Building my own data structures server

02-Oct-2022

Introduction

Most software projects interact with information or data. The standard way is to use a database such as Postgres that persists all this information to disk. Quite often I find myself in situations where most, if not all, of the dataset can comfortably sit in memory. Hardware has gotten really cheap - DigitalOcean provides instances with up to 256GB of RAM, which is more than sufficient for most projects. Keeping everything in memory gives major performance benefits [SSDs although fast in general are quite slow in cloud environments] and avoids having to bring in an external database which in itself requires operational overhead such as setting up backups, security, and replication for high availability. I am all in on the philosophy that every KB of RAM unused is a KB of RAM wasted specially when working with data storage and retrieval.

Redis

Redis is awesome. Antirez [developer of redis] is a legend. If the first data store that most projects bring in is Postgres then the next most popular on that list is Redis. You cannot have a conversation about in memory systems without talking about Redis. Redis markets itself as a data structures server i.e. it provides in-memory data structures such as lists, and sets over a tcp connection. It also snapshots the data to disk periodically and thus provides some semblance of data durability, which [data durability on restarts] is most people’s concern when in-memory systems are discussed.

Why not redis?

If the data fits in memory and redis is an amazing in memory server then why not just go ahead and use that? Initially, that is what I was doing - spun up redis and used that as the main datastore for the application. However, there are a few things that limit redis.

Redis is single threaded

For the most part redis is single threaded, which is a quasi-feature as it provides an easy way to control concurrency but it gets in the way as the load on the server grows since only 1 cpu can be used. More importantly as the dataset grows and the instance is vertically scaled up - it comes with more CPU as well. It is rare to get a larger instance with just more memory so on the extreme end you can get a server with 256GB of ram and 32 cpu - but redis will only be able to max out one of those cores and the rest will all be relatively unused and under utilized. To utilize the rest of the cores, multiple instances of redis must be deployed and then the requests will need to be load balanced across all of them which adds to complexity.

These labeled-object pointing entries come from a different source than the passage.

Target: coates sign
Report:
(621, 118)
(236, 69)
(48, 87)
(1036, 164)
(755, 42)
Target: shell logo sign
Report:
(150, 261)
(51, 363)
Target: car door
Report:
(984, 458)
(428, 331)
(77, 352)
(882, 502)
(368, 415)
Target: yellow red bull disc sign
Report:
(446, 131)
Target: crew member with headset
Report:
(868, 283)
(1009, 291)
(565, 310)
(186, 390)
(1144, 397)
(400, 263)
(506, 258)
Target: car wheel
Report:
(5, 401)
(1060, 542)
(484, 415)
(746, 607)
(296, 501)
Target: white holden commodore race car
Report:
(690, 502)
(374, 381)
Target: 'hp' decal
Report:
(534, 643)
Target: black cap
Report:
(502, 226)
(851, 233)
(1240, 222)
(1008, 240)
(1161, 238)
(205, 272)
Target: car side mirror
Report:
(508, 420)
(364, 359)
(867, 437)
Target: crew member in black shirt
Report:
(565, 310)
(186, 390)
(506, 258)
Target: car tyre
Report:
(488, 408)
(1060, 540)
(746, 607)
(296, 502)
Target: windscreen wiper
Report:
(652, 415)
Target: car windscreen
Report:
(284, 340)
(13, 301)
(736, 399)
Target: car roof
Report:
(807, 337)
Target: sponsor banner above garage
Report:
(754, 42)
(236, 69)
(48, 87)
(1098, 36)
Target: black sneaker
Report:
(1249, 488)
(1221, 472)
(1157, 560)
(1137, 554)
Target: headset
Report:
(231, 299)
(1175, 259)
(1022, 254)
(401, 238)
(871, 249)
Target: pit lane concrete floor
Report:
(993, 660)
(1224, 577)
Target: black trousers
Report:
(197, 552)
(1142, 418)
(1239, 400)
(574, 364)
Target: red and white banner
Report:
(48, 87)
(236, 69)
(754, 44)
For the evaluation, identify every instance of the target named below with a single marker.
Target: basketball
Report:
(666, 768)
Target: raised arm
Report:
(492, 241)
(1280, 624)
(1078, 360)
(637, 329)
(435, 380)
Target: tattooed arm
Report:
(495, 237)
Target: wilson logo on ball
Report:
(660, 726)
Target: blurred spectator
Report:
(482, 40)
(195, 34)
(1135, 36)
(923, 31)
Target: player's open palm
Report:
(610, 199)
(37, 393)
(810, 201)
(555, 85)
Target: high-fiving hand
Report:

I want to be able to use all the cores on my server as I scale it up to accommodate a larger dataset.

Redis clients connect over TCP

The network protocol used to communicate with redis is TCP. This has advantages of being quite efficient in terms of the payloads that are sent [compact binary messages] and the connection itself is long lasting. Auth and security is provided via a password and TLS.

However I wanted a server that could be used over HTTPS, since TCP is not available in certain environments such as Cloudflare workers, and provided auth via simpler API key mechanism.

Inverted TTLs

One of my favourite feature of redis is the ability to provide TTLs i.e. after a certain amount of time the data is considered expired and is removed from the dataset. Not only does this allow keeping a check on how many items are kept in memory it also allows modeling various business requirements where data only needs to be kept around for a limited amount of time without having to write cron scripts that delete data periodically.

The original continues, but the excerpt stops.